The Latvian-based powerhouse Erica Synths is continually pushing the boundaries of analog synthesis. Known for their deep catalog of quality modules, fx machines, and reliable sound, Erica Synths has shown us that they bring the same craftsmanship to their standalone units. The Bassline DB-01 is full of potential and today we’ll explore this stealthy desktop synth.
WHAT IS IT?
The Bassline DB-01 is Erica Synths' first standalone synthesizer. This sleek, compact, monophonic synth is an excellent selection for those looking to add some full-blown analog depth to their creations. It undoubtedly packs the signature Erica Synths sound and is full of destructive, grimy possibilities. Whether you’re after drones, basses, melody, drums, textures, percussion - the Bassline DB-01 just might end up being your new best friend.
The Erica Synths Bassline DB-01 is a complete analog sound engine with a choice of a triangle, saw, or square wave. It comes fully stocked with an easy-to-use 16-step sequencer which can be programmed to have up to 64 steps per pattern. These patterns are conveniently stored in its easily accessible 8 banks of 16 pattern memory. There are a handful of sequence manipulation options like slide, accent, last step, and transposition (single note or sequence) to add movement and expression to your pattern. If that’s not enough spontaneity for you, the Bassline also comes equipped with an impressive arpeggiator and pattern randomizer.
There is a ton of fun to be had with designing your sound in this beast. It has separate envelopes for amplitude, filter, and pitch, a robust sub-oscillator, and a noise source (that last one is great for synthesizing drum sounds). The cutoff can either be low-pass or band-pass and is modeled after Erica Synths’ Acidbox filter design which can deliver an aggressive, squelchy filter.
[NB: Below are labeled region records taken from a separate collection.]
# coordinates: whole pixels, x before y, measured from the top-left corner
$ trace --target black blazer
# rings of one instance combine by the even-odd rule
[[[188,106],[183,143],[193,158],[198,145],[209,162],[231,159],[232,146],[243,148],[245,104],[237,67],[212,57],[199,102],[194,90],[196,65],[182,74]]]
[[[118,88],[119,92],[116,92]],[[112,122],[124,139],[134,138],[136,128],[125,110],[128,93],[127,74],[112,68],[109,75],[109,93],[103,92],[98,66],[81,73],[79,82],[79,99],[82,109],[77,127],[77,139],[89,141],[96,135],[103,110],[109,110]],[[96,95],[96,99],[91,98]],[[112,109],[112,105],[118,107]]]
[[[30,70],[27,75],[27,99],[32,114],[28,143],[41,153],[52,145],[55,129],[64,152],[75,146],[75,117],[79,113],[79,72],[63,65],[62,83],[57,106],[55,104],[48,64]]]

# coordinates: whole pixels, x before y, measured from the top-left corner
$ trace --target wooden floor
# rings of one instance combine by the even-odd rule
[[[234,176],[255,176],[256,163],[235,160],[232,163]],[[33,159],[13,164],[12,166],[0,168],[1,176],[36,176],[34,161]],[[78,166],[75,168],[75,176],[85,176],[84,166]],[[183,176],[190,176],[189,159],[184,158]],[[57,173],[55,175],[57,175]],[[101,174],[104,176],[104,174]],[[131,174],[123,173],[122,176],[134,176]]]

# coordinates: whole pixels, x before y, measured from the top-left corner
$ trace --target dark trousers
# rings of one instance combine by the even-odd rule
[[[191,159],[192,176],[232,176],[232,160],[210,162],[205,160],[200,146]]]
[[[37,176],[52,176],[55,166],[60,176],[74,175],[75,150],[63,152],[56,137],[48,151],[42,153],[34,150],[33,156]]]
For more of those rough, rave type sounds add some of the DB-01’s resonance, drive and/or detune to your patch and you’re there!
Resonance is resonance and does exactly what you’d expect but the drive and detune coloring tools are next level. Increase the drive pot to add grit, texture, saturation, and heavy analog rawness. From gentle, tasteful saturation to all-out analog distortion, the Bassline’s drive knob can do it all. The detune is powerful and can deliver a massive, swarming wall of sound. It does this by using two analog bucket brigade delays each with its own LFO.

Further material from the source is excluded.